Considerando que produtos co­mo o frango in natura têm baixo valor agregado, a diferença de custo é atrativa, além de aspectos como segurança e sustentabilidade. Por outro lado, os produtos têm prazo de validade curto, e o tempo extra do transporte é um problema. A sofisticação dos serviços permitiu avanços. “No início apenas transferíamos a produção para centros de distribuição. Depois passamos a trabalhar junto com a área comercial e a fazer vendas diretas utilizando a cabotagem integrada a outros modais”, diz Miguel Anzolin, gerente nacional de Transportes da Seara Alimentos.

Fábrica da Gomes da Costa em Itajaí: projeto para avançar npo uso da cabotagem - Foto: Divulgação

No topo da agenda

Considerada única alternativa rápida para desconcentração da matriz de transportes, cabotagem é defendida pela FIESC.

Foto: Divulgação

Otema navegação de cabotagem integra a agenda da FIESC há mais de 20 anos.

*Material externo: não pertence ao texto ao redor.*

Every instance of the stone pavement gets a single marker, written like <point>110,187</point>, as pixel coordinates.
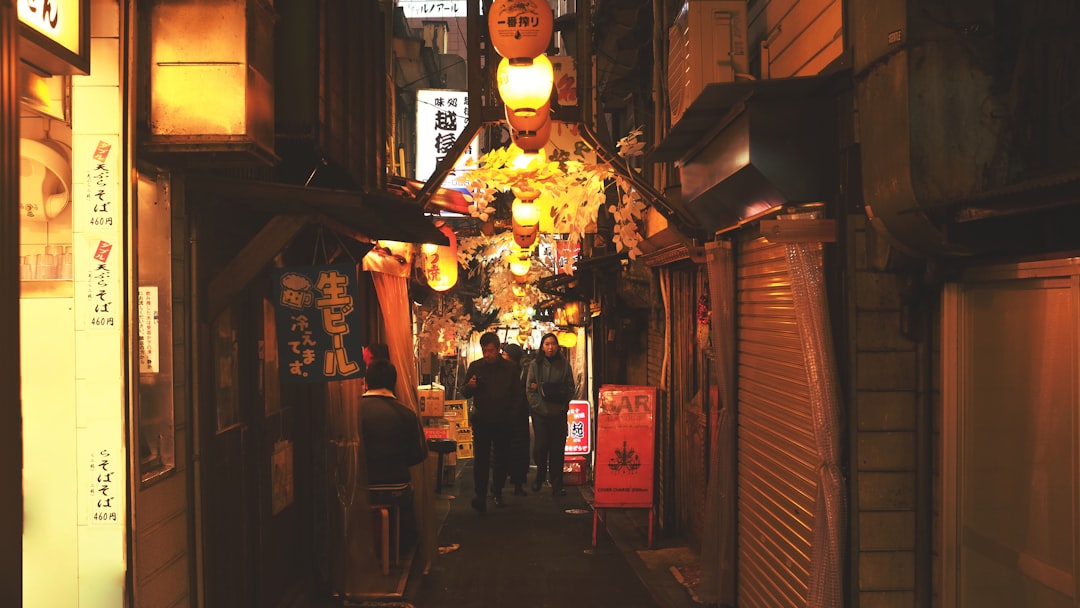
<point>537,552</point>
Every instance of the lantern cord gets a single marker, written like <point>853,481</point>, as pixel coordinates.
<point>345,248</point>
<point>320,246</point>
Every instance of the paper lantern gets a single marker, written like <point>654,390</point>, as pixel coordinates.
<point>521,262</point>
<point>531,142</point>
<point>529,123</point>
<point>525,237</point>
<point>520,29</point>
<point>525,89</point>
<point>441,261</point>
<point>526,192</point>
<point>525,213</point>
<point>567,339</point>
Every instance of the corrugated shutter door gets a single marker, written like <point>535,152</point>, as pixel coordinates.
<point>777,481</point>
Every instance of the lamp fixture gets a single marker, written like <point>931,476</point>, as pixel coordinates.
<point>567,339</point>
<point>525,89</point>
<point>525,213</point>
<point>520,29</point>
<point>531,142</point>
<point>441,261</point>
<point>525,237</point>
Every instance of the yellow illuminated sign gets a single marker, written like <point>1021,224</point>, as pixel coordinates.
<point>56,19</point>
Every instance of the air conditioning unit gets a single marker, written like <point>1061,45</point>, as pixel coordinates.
<point>706,44</point>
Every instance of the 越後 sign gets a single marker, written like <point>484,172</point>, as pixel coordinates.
<point>319,325</point>
<point>441,117</point>
<point>579,437</point>
<point>625,446</point>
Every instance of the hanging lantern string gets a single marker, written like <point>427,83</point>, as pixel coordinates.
<point>319,247</point>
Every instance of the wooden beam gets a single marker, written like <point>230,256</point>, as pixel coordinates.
<point>251,260</point>
<point>799,230</point>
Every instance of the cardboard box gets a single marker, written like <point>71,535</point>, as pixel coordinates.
<point>464,449</point>
<point>575,471</point>
<point>449,469</point>
<point>432,397</point>
<point>440,429</point>
<point>457,409</point>
<point>462,433</point>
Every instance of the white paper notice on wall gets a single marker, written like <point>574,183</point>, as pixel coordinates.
<point>106,486</point>
<point>148,340</point>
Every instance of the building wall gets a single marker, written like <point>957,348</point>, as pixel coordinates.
<point>794,37</point>
<point>883,415</point>
<point>72,360</point>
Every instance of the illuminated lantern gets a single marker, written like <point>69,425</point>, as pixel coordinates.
<point>520,29</point>
<point>525,213</point>
<point>521,262</point>
<point>531,142</point>
<point>389,257</point>
<point>567,339</point>
<point>527,193</point>
<point>525,89</point>
<point>441,261</point>
<point>574,313</point>
<point>529,123</point>
<point>525,237</point>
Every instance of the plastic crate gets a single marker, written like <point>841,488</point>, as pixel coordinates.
<point>575,471</point>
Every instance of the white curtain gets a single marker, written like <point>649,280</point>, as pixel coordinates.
<point>354,569</point>
<point>811,313</point>
<point>717,544</point>
<point>392,292</point>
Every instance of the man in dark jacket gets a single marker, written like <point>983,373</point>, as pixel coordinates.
<point>393,441</point>
<point>518,453</point>
<point>493,383</point>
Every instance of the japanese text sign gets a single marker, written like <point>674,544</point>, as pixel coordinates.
<point>625,448</point>
<point>441,117</point>
<point>579,437</point>
<point>428,9</point>
<point>319,326</point>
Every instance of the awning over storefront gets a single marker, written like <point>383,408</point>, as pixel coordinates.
<point>748,146</point>
<point>374,215</point>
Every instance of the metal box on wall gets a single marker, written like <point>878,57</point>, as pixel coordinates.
<point>211,78</point>
<point>706,44</point>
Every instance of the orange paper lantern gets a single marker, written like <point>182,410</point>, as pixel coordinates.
<point>525,237</point>
<point>531,142</point>
<point>525,213</point>
<point>529,123</point>
<point>520,29</point>
<point>525,89</point>
<point>441,261</point>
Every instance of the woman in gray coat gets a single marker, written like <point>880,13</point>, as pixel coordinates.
<point>550,387</point>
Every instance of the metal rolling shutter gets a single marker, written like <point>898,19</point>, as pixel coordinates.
<point>777,480</point>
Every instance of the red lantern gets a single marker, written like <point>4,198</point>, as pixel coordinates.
<point>531,142</point>
<point>520,29</point>
<point>525,237</point>
<point>524,89</point>
<point>441,261</point>
<point>530,122</point>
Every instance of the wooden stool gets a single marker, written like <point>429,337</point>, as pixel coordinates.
<point>381,521</point>
<point>388,525</point>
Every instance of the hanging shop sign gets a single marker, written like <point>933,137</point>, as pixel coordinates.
<point>318,322</point>
<point>56,35</point>
<point>625,448</point>
<point>579,436</point>
<point>441,117</point>
<point>429,9</point>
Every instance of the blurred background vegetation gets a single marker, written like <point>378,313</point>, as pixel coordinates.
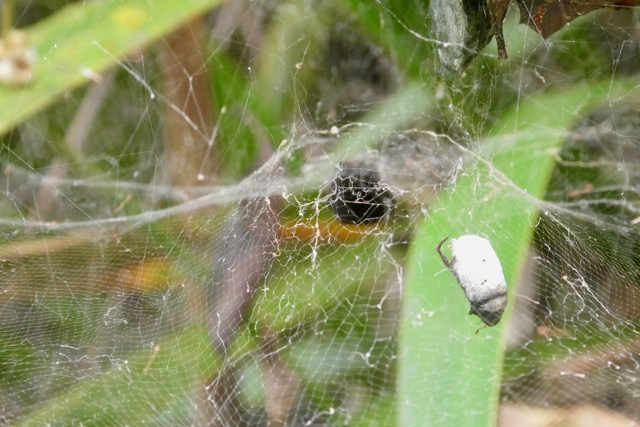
<point>128,194</point>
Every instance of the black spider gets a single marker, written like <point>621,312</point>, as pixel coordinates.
<point>358,196</point>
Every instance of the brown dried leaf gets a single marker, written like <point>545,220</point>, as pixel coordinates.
<point>546,16</point>
<point>497,10</point>
<point>549,16</point>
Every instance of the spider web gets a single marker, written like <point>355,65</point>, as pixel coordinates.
<point>218,284</point>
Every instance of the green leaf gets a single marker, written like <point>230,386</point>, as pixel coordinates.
<point>86,39</point>
<point>448,374</point>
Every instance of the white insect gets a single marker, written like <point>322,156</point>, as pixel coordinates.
<point>477,268</point>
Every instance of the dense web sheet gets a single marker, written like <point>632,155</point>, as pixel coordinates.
<point>241,260</point>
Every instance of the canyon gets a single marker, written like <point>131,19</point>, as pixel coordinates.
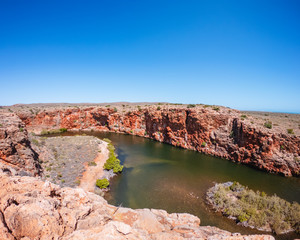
<point>33,209</point>
<point>216,131</point>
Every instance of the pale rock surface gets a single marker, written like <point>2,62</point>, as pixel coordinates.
<point>33,209</point>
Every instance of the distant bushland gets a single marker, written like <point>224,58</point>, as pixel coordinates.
<point>255,209</point>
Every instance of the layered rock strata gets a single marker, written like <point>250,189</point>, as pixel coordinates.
<point>15,147</point>
<point>220,132</point>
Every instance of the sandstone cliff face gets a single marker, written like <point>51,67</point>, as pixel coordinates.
<point>15,148</point>
<point>32,209</point>
<point>220,133</point>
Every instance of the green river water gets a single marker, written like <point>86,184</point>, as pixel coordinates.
<point>161,176</point>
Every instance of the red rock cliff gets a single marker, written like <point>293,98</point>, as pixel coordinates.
<point>220,133</point>
<point>15,148</point>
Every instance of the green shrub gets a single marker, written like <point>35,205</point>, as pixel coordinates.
<point>268,124</point>
<point>243,217</point>
<point>92,164</point>
<point>191,105</point>
<point>102,183</point>
<point>113,162</point>
<point>107,140</point>
<point>53,131</point>
<point>256,208</point>
<point>290,131</point>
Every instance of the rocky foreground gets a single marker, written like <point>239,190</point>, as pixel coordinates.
<point>213,130</point>
<point>32,209</point>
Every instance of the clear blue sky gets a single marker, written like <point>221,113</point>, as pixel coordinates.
<point>241,54</point>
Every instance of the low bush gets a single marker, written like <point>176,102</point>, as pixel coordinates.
<point>255,209</point>
<point>290,131</point>
<point>92,164</point>
<point>102,183</point>
<point>191,105</point>
<point>113,162</point>
<point>268,124</point>
<point>53,131</point>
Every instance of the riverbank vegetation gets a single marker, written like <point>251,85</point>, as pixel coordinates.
<point>54,131</point>
<point>112,162</point>
<point>102,183</point>
<point>255,209</point>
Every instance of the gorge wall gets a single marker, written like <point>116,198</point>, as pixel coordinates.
<point>33,209</point>
<point>220,132</point>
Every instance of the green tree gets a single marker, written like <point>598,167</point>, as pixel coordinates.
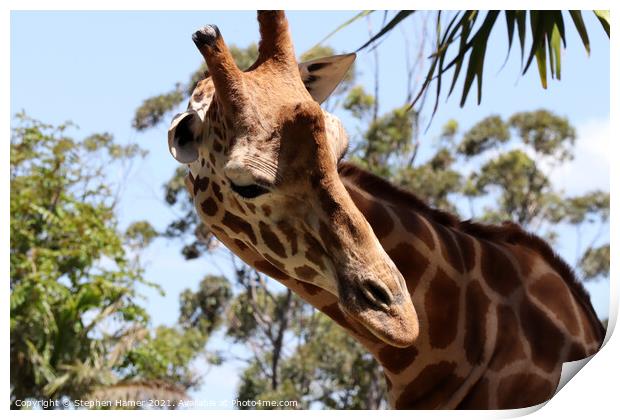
<point>78,328</point>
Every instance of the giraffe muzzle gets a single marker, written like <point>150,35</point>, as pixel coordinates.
<point>387,314</point>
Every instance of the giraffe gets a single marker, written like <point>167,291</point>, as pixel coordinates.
<point>458,314</point>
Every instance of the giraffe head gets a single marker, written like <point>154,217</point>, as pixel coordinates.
<point>263,171</point>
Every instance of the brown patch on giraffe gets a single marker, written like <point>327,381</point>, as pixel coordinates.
<point>449,248</point>
<point>240,244</point>
<point>550,290</point>
<point>290,235</point>
<point>409,262</point>
<point>415,225</point>
<point>334,312</point>
<point>441,303</point>
<point>508,345</point>
<point>275,262</point>
<point>507,233</point>
<point>525,259</point>
<point>522,390</point>
<point>217,146</point>
<point>467,250</point>
<point>396,360</point>
<point>238,225</point>
<point>325,234</point>
<point>238,206</point>
<point>477,398</point>
<point>268,268</point>
<point>476,307</point>
<point>497,269</point>
<point>431,388</point>
<point>217,132</point>
<point>209,206</point>
<point>198,96</point>
<point>271,240</point>
<point>576,352</point>
<point>546,340</point>
<point>375,213</point>
<point>306,272</point>
<point>217,191</point>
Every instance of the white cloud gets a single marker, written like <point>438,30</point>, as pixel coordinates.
<point>590,168</point>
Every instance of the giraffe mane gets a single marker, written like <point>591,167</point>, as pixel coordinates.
<point>507,232</point>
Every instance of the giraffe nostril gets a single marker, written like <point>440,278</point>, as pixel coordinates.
<point>376,294</point>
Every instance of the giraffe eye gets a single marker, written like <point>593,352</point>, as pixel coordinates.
<point>249,191</point>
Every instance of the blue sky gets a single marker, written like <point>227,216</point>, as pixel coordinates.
<point>95,68</point>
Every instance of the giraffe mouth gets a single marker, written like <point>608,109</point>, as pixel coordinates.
<point>389,316</point>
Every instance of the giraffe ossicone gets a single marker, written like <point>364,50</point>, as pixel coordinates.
<point>458,314</point>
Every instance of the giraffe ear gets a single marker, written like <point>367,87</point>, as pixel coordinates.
<point>321,76</point>
<point>184,135</point>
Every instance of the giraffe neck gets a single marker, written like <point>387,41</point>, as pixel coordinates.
<point>494,323</point>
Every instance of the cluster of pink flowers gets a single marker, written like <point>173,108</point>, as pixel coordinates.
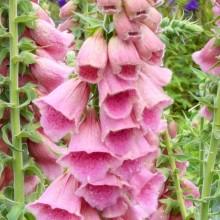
<point>111,154</point>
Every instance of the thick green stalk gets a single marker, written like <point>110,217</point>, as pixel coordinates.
<point>210,163</point>
<point>15,112</point>
<point>175,176</point>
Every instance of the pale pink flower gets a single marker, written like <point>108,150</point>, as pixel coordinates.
<point>124,58</point>
<point>206,58</point>
<point>55,41</point>
<point>45,154</point>
<point>136,10</point>
<point>119,135</point>
<point>50,73</point>
<point>109,6</point>
<point>62,109</point>
<point>126,29</point>
<point>88,159</point>
<point>58,201</point>
<point>150,47</point>
<point>102,194</point>
<point>67,10</point>
<point>92,58</point>
<point>40,13</point>
<point>153,19</point>
<point>116,96</point>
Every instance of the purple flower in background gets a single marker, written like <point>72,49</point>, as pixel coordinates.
<point>192,5</point>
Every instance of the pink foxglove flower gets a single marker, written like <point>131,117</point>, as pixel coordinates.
<point>204,112</point>
<point>109,6</point>
<point>116,210</point>
<point>150,47</point>
<point>40,13</point>
<point>124,58</point>
<point>50,73</point>
<point>67,10</point>
<point>102,194</point>
<point>55,41</point>
<point>136,9</point>
<point>126,29</point>
<point>116,96</point>
<point>58,201</point>
<point>119,135</point>
<point>45,155</point>
<point>206,58</point>
<point>153,19</point>
<point>90,65</point>
<point>88,159</point>
<point>62,109</point>
<point>160,76</point>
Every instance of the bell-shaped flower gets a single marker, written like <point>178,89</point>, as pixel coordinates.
<point>109,6</point>
<point>147,198</point>
<point>50,73</point>
<point>159,75</point>
<point>59,201</point>
<point>206,113</point>
<point>150,47</point>
<point>62,109</point>
<point>116,96</point>
<point>88,159</point>
<point>206,58</point>
<point>40,13</point>
<point>126,29</point>
<point>45,155</point>
<point>119,135</point>
<point>101,194</point>
<point>116,210</point>
<point>54,41</point>
<point>124,58</point>
<point>67,10</point>
<point>90,65</point>
<point>136,9</point>
<point>153,19</point>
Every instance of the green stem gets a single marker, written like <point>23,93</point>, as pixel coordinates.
<point>176,179</point>
<point>210,163</point>
<point>15,112</point>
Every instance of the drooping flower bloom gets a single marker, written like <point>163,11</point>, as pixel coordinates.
<point>67,9</point>
<point>136,10</point>
<point>116,96</point>
<point>101,194</point>
<point>58,201</point>
<point>124,58</point>
<point>126,29</point>
<point>206,58</point>
<point>55,41</point>
<point>88,159</point>
<point>150,47</point>
<point>62,109</point>
<point>90,65</point>
<point>109,6</point>
<point>50,73</point>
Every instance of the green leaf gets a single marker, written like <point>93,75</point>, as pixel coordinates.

A Federação defende que a modalidade é uma solução economicamente viável para o transporte de carga e difunde a cabotagem por meio da realização de estudos, eventos e cartilhas educativas para as indústrias. Com a participação da FIESC, o tema foi incorporado como prioridade na agenda da Confederação Nacional da Indústria, que classificou o projeto de lei da BR do Mar, novo marco regulatório da cabotagem, como prioridade para o setor, fazendo a defesa do texto original proposto pelo Poder Executivo.

“Com a consolidação e regulamentação do programa BR do Mar teremos uma verdadeira revolução na logística brasileira, pelo aumento da concorrência, diminuição da burocracia e estímulo ao modal, dentre outros aspectos”, afirma Egídio Martorano, gerente para Assuntos de Transporte, Logística, Meio Ambiente e Sustentabilidade da FIESC. Uma das flexibilizações da nova regulamentação é a permissão para que navios com bandeiras de outros países possam atuar na cabotagem.

No curto prazo, a cabotagem é considerada a única alternativa para diminuir a concentração do modal rodoviário na matriz de transportes, inclusive nas longas distâncias. Por isso o modal é essencial em um planejamento sistêmico e integrado da infraestrutura de transportes catarinense que considere a intermodalidade e a movimentação de cargas de alto valor agregado, o que é defendido pela FIESC.

A agenda da Federação também contempla itens como a eficiência dos corredores logísticos terrestres de orientação leste-oeste e norte-sul e acessos marítimos e terrestres aos portos. “Considerando esses conceitos, é necessário atualizar urgentemente o Plano Estadual de Logística (PELT) com a participação do setor produtivo”, diz Martorano.